Vinson Way of tough love wins Joel the S Soocelaraj Award
S Soocelaraj Award winner Vinson works even harder on his student-athletes' character
He had just pocketed a cool $3,000 after winning the S Soocelaraj Award yesterday, but First Toa Payoh Primary School teacher Joel Vinson is not one to bask in his own glory.
It didn't take him long to start thinking about his basketball players again.
He said: "With the prize money, I can get more specialised equipment for the kids.
"Every school has the basic stuff. But now I can get specialised equipment and develop the kids individually."
Such selflessness and dedication are exactly why he came out on top in a field of 10 finalists in this year's S Soocelaraj Award, which was presented at The New Paper School Sports Star Award ceremony at the Singapore Sports School yesterday.
The annual award - named after the late S Soocelaraj, who was a revered teacher-coach at Victoria School - honours the best teacher-coaches in the country.
For Vinson, who trains First Toa Payoh's basketball team, winning is secondary.
He believes nothing is more important than instilling discipline and the right values in his pupils, especially at such a young age.
Said the 29-year-old: "The sports scene in Singapore is coming up fast and furious and they (the youngsters) need good coaches so they know what they should and should not do, so that they can distinguish between right and wrong."
Sometimes, the "Vinson way" calls for tough love.
He once removed his captain from a game for pushing his opponent, despite the referee missing the infringement completely.
On another occasion, in a quarter-final match in the South Zone Schools basketball championship, he left four of his five starting players on the bench because they had skipped their supplementary class earlier.
Said Vinson, whose boys' team finished third in this year's National Primary Schools Basketball Championships: "I want the best for my kids.
"They come to me not knowing how to play, they come to me with their own set of values.
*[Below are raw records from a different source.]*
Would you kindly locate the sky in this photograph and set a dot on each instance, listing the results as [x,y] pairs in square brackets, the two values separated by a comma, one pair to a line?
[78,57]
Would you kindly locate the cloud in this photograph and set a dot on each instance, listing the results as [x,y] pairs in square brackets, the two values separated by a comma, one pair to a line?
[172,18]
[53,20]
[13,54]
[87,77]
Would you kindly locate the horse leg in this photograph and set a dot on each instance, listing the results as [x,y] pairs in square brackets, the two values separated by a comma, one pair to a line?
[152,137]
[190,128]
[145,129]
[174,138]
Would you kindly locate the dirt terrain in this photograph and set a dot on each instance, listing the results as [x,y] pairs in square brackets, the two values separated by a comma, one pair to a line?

"So my main goal is, when they leave my hands, they should be doing the right thing, and it should come to them as second nature.
"It's just that the tool I use is basketball, instead of the usual way through academics."
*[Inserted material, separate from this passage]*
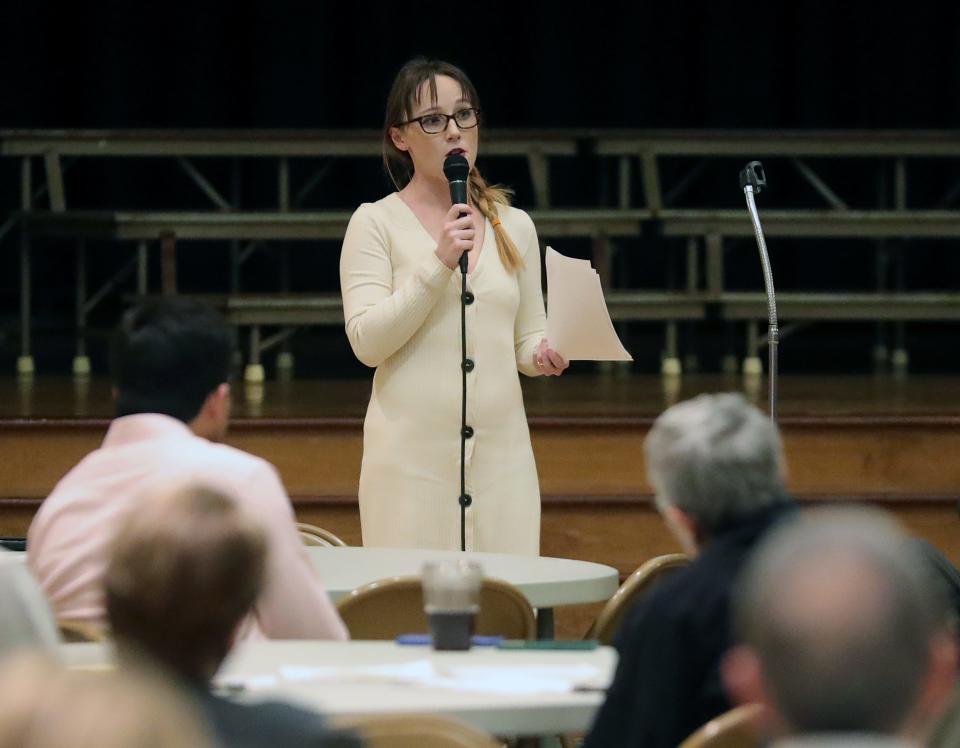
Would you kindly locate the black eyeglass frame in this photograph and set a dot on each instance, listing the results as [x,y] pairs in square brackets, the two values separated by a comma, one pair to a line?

His emphasis on developing the character of his students owes to the lessons he learnt on the court when he was a school basketball player.
As a student, he captained the Serangoon Gardens Secondary School team and moved on to be vice-captain at Catholic Junior College.
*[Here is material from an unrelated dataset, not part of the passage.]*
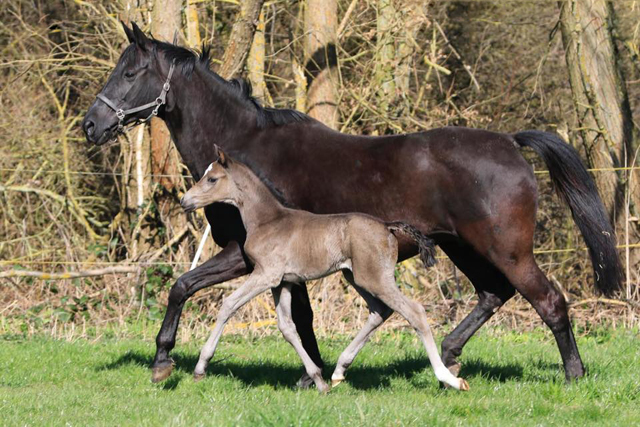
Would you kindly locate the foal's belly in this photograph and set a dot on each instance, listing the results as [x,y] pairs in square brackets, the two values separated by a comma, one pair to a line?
[315,273]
"For me, I learnt them (values) through basketball. So, I want to pass them on through basketball," he said.
When The New Paper sent out invitations to schools and the public to nominate candidates for this year's S Soocelaraj Award, Vinson was the only teacher-coach to be nominated twice, by a current colleague and a former one.
On his win, he said: "I'm shocked. I didn't expect it.
"It most definitely motivates me as a teacher-coach, but this is not my main motivation.
"This is an affirmation of what I've been doing."